In the LA Times today, Dan Beeton from the Center for Economic and Policy Research argues that the U.S. is finding almost the exact opposite role from what it should have in Haiti's elections, scheduled for next week.
It's not just the practicality of it all, given Haiti's severe public health problems (not to mention the equally devastating homelessness problem nearly one year later).
In Haiti, as in Burma, several parties, including the most popular, Fanmi Lavalas, are being kept off the ballot in an overtly anti-democratic move. Fanmi Lavalas has won every election it has participated in, and authorities seem determined to prevent that from happening again. In Haiti, as in Burma, a council handpicked and controlled by the government is overseeing the electoral process. And in Haiti, as in Burma, the popular party's leader is kept from rallying supporters.
While Suu Kyi was kept under house arrest, Jean-Bertrand Aristide is prevented from returning from exile in South Africa because the Haitian government refuses to grant him a new passport. Haitian police have fired live ammunition at pro-democracy crowds, just as demonstrations in Burma have been violently repressed. Shamefully, in Haiti, U.N. troops have provided support for this police repression, when not attacking crowds and journalists directly. Just as members of the NLD in Burma have been persecuted, thousands of Lavalas supporters were killed after the 2004 overthrow of the elected president, Aristide, in a coup strongly supported by the U.S. government.

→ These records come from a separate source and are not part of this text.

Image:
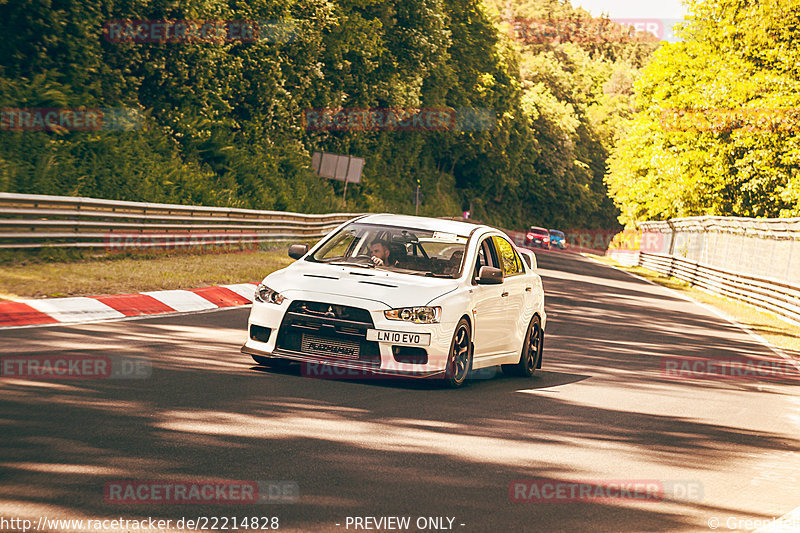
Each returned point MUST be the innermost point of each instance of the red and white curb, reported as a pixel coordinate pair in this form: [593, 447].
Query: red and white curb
[81, 309]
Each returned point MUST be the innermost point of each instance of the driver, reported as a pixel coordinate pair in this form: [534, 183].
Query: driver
[381, 254]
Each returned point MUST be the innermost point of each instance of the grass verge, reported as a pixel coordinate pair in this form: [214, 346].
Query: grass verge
[85, 275]
[776, 331]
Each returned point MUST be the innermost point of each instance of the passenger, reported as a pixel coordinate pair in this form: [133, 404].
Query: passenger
[381, 254]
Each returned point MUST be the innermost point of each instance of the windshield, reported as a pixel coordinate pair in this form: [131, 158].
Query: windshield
[406, 250]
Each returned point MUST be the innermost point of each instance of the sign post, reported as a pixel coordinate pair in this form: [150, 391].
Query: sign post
[344, 168]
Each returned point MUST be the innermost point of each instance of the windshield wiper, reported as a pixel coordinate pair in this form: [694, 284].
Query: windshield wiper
[348, 263]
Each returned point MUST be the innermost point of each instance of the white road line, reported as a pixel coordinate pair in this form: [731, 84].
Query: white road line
[181, 300]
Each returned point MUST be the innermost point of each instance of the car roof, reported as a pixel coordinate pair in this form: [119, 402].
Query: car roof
[423, 223]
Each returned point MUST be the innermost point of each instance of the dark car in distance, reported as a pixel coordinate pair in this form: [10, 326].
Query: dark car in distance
[537, 238]
[558, 239]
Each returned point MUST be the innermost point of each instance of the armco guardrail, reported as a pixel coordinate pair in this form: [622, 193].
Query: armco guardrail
[780, 298]
[36, 221]
[753, 260]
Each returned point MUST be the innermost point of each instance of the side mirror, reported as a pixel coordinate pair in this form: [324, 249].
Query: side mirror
[529, 257]
[296, 251]
[490, 276]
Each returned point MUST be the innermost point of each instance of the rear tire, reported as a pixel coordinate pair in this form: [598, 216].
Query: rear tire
[271, 362]
[459, 360]
[531, 356]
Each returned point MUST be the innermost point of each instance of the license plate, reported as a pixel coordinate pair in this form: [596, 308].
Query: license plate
[403, 338]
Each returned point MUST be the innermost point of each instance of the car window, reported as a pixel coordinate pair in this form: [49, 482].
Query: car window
[407, 250]
[487, 256]
[509, 259]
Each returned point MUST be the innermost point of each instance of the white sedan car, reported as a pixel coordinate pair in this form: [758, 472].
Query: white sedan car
[403, 295]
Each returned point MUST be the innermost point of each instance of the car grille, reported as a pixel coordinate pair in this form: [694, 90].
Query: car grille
[327, 346]
[327, 331]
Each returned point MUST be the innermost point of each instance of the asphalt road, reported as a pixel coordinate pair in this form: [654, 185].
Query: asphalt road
[601, 411]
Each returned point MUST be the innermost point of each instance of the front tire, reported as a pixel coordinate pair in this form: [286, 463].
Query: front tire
[459, 360]
[531, 357]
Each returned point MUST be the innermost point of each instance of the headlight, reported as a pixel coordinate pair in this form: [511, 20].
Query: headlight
[266, 295]
[418, 315]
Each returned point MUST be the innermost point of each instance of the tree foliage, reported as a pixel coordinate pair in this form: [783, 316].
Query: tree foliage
[223, 121]
[718, 127]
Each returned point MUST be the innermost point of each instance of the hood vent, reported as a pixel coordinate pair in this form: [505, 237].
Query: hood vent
[378, 283]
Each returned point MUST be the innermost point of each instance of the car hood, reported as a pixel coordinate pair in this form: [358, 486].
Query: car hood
[390, 288]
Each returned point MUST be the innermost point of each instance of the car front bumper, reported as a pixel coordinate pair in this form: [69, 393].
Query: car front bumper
[272, 317]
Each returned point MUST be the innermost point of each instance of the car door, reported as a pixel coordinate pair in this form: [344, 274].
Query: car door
[515, 284]
[489, 309]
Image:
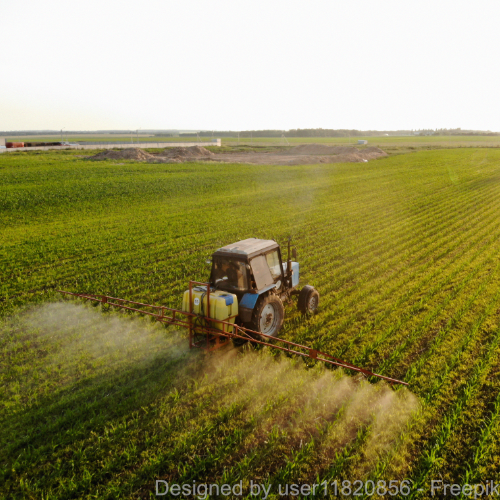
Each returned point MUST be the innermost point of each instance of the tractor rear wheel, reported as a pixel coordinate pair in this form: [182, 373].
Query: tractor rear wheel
[268, 315]
[308, 300]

Whereas Obama administration officials cited exclusion of key political parties in the elections as a major concern in Burma, the U.S. is providing at least $13 million in support for Haiti's elections. Even condemnation of the flawed process from 45 members of Congress in an open letter to Secretary of State Hillary Rodham Clinton, from Sen. Richard G. Lugar (R-Ind.), the ranking minority member of the Senate Foreign Relations Committee, in a report and from the nongovernmental organization community has not budged the administration from its expressed support.